広い世界と潮の匂い、岩で砕けてキラキラと輝く波しぶき。
これを見る度に、俺はこの漁師の家の子として生まれてよかったと思う。
父から漁の仕方を教わりつつ兄弟や友達と共に海で遊んでいく。
タコに足を捕まれた時は本当に怖かったが、あのタコも生きる為に自分にしがみついたのだと思うと、気持ち悪い思いと共に申し訳ないと思う。
俺はこの海が好きだ、大好きだ。
生きる為に巨人にしがみついたタコに負けないように、俺もこの海で沢山の魚と、波と、風と戦って生きるんだ。
それが俺の生き方だとずっと信じていた。
あの男がこの寂れた町に訪れるまでは。




第1話 ぼくのおとうさんとぼくとぼくのせかい

僕はとても賢い家系から生まれた、生まれた時からの天才です。
お父さんは考古学者で、とても難しい事を簡単に教えてくれます。

弥生時代の生活の仕方。
フランス王朝のマナー。
第二次世界大戦の恐怖。

他にも他にも沢山教えてくれました。
そしてそれを聞いて、僕は『世界は何てバカなんだろう』と実感しました。
戦争は将来生まれる無数の才能を一瞬で刈り取るし、他の文明で必死に探して見つけた事を、その遥か数百年前に証明されていたり。
人間が皆世界中の歴史を正しく学べばきっと、もっと素晴らしい世界が作られていくんじゃないか、
僕はそうおもいながら、お父さんから知識を吸収しながらすくすくと育っていきました。


第☆話 『無数の星の一つが消えても、気づく人は少ない』


先日、知り合いのお婆ちゃんの姿が見えなくなった。
元々偏屈な性格で町の人に嫌われていたが、それでも誰かが居なくなるのは寂しいものだ。
いつも右の耳に銀のイヤリングを付けているのを覚えている、悪趣味だなと思っていたからだ。
俺は自分の家族が皆元気で巣立って行けるよう頑張らなくちゃいけねえな!



第2話 私とあの方と私の計画。


そして数十年後、私は『女帝』と共にある計画に参加し、憤怒を任される事になった。
女帝は言った。
『罪を恐れるのではなく理解する事で、我々人類の許されざる大罪は救われる希望に代わる。
貴方は私達の中で最も多くの事を知っている。
貴方ほど賢明な者なら、愚者の罪と呼ばれる憤怒計画を任せるに充分値するわ』

憤怒……私にぴったりじゃないか。
私は喜んで『憤怒計画』を構築し始める。
怒りはその元を知れば、必ず改善策が見つかる。たとえ見つからずとも、全員が怒りの理由を知れば暴力も革命も必要なくなる。
それは何て素晴らしい事だろう。繰り返される歴史は破壊され、その影で蓄積される悲しき死は栄光の未来に代わるのだ。
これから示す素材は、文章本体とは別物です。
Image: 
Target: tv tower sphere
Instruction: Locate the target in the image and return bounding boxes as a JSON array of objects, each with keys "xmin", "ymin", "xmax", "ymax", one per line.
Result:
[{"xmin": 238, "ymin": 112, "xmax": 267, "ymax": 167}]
だから私が『憤怒計画』に置いて見せた目標は、『全人類が他者の記憶と感情を共有できる計画』。
だが科学の力でその計画をこなすのは、あまりに危険だった。
科学では原理さえ知れば誰でも使える故に、誰でも簡単に悪用出来てしまうからた。
だから私は太古の力に頼る事にした。
私の父が最後に研究していた場所は昔、魔法の国と呼ばれていた。
それは比喩でも象徴でもなく、本当に魔法を操る事が出来る国なのだ。
しかしそれは数百年も昔の話。
今から数百年前に生きた魔法が存在していた。
だが世界が科学を信仰していた為に魔法文化は廃退し、消えていった。
私はそこに希望を見いだし、知識の宝を手に入れる為魔法の国へ足を踏み入れた。
そこは今や古びた町となっていて、漁業だけで成り立っている町だった。



第◇話 漁師として、男として
俺はこの海で生まれ、この海で育った。
この海の怖さや楽しさはまだまだ知らない事が一杯ある。
俺はそれを大切な奴に伝えなくちゃいけない。
だから俺を誘拐するのを止めろ、俺を闇の中に引きずり込むのを止めろ、無機質な部屋に閉じ込めるのを止めろ!
暴れる俺の目に飛び込んだのは、取り押さえた若いスーツ姿の男の片耳にあの悪趣味な銀のイヤリングが付いていた事だ。
何故だ、何故お前がそれを付けている。
それはお婆ちゃんの孫が作った大切なイヤリングなんだぞ!?
叫んだ俺に、若いスーツ姿の男は三日月のように細い笑みを浮かべてこう言った。

「忘れちまったよ、そんな昔の話は」

目を丸くして驚愕する俺の前で、扉が閉まり闇が俺を閉じ込めた。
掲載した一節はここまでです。